Indeed, a large body of research has linked contraception to American women’s ability to control almost every aspect of their lives. Public health experts — who have designated birth control as one of the most important advances of the 20th century — don’t mince words about the role that contraception has played over the past several decades. It reduces unintended pregnancies, helps women space their childbearing, and leads to healthier babies.
“Birth control, as a core component of family planning, is one of the most important public health success stories of our generation,” Dr.
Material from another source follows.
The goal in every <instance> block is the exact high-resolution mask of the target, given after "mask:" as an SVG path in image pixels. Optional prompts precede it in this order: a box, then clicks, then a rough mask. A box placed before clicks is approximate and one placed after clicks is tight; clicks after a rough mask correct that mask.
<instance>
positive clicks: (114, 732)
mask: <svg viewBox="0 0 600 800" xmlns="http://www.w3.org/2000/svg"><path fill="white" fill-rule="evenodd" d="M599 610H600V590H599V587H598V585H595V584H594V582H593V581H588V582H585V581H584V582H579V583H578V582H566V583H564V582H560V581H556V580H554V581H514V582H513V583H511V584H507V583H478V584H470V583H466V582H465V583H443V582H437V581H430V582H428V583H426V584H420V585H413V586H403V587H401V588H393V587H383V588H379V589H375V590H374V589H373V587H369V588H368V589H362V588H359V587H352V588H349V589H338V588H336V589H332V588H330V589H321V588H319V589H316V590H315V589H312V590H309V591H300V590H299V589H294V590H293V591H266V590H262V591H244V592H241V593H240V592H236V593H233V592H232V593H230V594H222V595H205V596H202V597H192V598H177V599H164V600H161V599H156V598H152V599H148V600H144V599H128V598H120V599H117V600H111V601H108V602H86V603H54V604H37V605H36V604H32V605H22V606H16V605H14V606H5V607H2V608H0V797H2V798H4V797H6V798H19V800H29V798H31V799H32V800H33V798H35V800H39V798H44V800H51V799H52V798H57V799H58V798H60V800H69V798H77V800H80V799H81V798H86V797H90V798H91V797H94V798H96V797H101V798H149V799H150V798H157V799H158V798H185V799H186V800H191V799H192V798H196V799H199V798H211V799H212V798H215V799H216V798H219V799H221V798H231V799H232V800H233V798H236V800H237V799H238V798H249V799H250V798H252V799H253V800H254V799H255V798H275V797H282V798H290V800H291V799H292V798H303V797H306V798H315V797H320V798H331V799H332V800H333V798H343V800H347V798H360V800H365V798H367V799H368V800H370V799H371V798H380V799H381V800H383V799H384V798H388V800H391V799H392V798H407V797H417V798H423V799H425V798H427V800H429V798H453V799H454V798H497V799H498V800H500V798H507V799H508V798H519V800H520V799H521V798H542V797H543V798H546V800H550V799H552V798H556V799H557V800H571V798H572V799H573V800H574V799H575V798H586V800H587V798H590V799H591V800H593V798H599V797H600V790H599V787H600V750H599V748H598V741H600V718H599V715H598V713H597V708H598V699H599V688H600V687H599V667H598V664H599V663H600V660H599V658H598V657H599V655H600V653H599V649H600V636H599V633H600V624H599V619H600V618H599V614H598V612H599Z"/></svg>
Georges Benjamin, the executive director of the American Public Health Association, told ThinkProgress. “We politicize it way too much and underemphasize its enormous benefits.”
And remember that, as I have said repeatedly on this blog, the real goal of the anti-abortion movement is not merely to end abortion, it is to make birth control far less available as well (and in some cases, actually illegal). That’s why the Hobby Lobby case happened. It’s why we have presidential candidates like Rick Santorum railing about the evils of birth control. And that opposition is, I believe, largely because of the benefits mentioned above. They don’t want women to be able to control their reproduction, at least in part because they don’t want women to work outside the home or get an education. They see those benefits as a bad thing because it departs from what they think is God’s plan for what women should do and what families should look like.